Is CVE-2026-53815 actively exploited?

No confirmed active exploitation of CVE-2026-53815 has been reported, but organizations should still patch proactively.

How to fix CVE-2026-53815?

1. Patch immediately: upgrade to OpenClaw ≥ 2026.5.19 which corrects the channel allowlist bypass (GHSA-q7q8-3mgw-q67r). 2. If the upgrade cannot be applied immediately, restrict message read API endpoints to high-trust principals only at the network or IAM layer as a compensating control. 3. Audit channel access logs for reads from lower-trust callers against channels outside their normal scope. 4. Inventory all installed ClawHub third-party skills and disable any of unknown or untrusted origin until the patch is confirmed deployed. 5. Rotate any credentials, API keys, or tokens that may have transited OpenClaw channels during the exposure window. 6. Cross-reference the VulnCheck advisory for additional scanner signatures once available.

What systems are affected by CVE-2026-53815?

This vulnerability affects the following AI/ML architecture patterns: agent frameworks, multi-agent orchestration systems, AI plugin and skill ecosystems, inter-agent communication pipelines.

What is the CVSS score for CVE-2026-53815?

CVE-2026-53815 has a CVSS v3.1 base score of 6.5 (MEDIUM).

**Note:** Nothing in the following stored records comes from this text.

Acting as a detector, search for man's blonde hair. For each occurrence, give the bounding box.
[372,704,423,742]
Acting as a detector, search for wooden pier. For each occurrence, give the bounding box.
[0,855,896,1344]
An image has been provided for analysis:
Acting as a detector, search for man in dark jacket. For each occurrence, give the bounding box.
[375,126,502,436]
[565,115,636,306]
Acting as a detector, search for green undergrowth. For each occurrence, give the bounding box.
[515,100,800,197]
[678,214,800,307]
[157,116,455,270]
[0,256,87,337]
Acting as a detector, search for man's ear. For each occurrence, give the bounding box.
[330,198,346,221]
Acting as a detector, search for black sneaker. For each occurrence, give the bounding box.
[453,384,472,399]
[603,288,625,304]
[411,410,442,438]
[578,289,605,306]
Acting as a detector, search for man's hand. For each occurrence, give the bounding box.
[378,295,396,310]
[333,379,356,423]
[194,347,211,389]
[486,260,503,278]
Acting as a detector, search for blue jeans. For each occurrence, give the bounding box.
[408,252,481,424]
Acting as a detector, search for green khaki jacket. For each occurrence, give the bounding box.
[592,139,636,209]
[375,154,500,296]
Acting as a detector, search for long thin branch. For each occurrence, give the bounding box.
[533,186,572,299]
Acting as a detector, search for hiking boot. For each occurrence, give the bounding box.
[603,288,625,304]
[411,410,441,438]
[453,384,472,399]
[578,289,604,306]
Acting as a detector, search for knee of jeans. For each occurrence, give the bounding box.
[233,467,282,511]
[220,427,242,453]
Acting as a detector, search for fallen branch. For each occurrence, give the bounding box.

What is the AI security impact?

Affected AI Architectures

agent frameworksmulti-agent orchestration systemsAI plugin and skill ecosystemsinter-agent communication pipelines

MITRE ATLAS Techniques

AML.T0036 Data from Information Repositories

AML.T0049 Exploit Public-Facing Application

AML.T0053 AI Agent Tool Invocation

AML.T0083 Credentials from AI Agent Configuration

AML.T0084 Discover AI Agent Configuration

AML.T0085 Data from AI Services

AML.T0086 Exfiltration via AI Agent Tool Invocation

Compliance Controls Affected

EU AI Act: Article 9

ISO 42001: A.6.2.4, A.8.2

NIST AI RMF: GOVERN 1.2, GOVERN 5.2

OWASP LLM Top 10: LLM06:2025, LLM07

What are the technical details?

Original Advisory

OpenClaw before 2026.5.19 contains an authorization bypass vulnerability in message read actions that skips channel allowlist checks. Lower-trust callers can request messages from channels not intended for them by exploiting insufficient validation in the affected feature, potentially exposing sensitive channel messages.

Exploitation Scenario

An adversary publishes a malicious skill to ClawHub that appears legitimate but, once installed, directly calls the OpenClaw message read API against channels not covered by the skill's allowlist. Because the allowlist check is skipped in vulnerable versions, the skill successfully reads messages from internal restricted channels — for example, an ops channel where agents exchange API keys, or a compliance channel carrying sensitive audit outputs. The harvested content is transmitted to an adversary-controlled endpoint during normal skill execution. The attack generates no obvious anomaly in skill activity logs because the read API call itself is a valid operation; only cross-channel access pattern analysis would surface the bypass.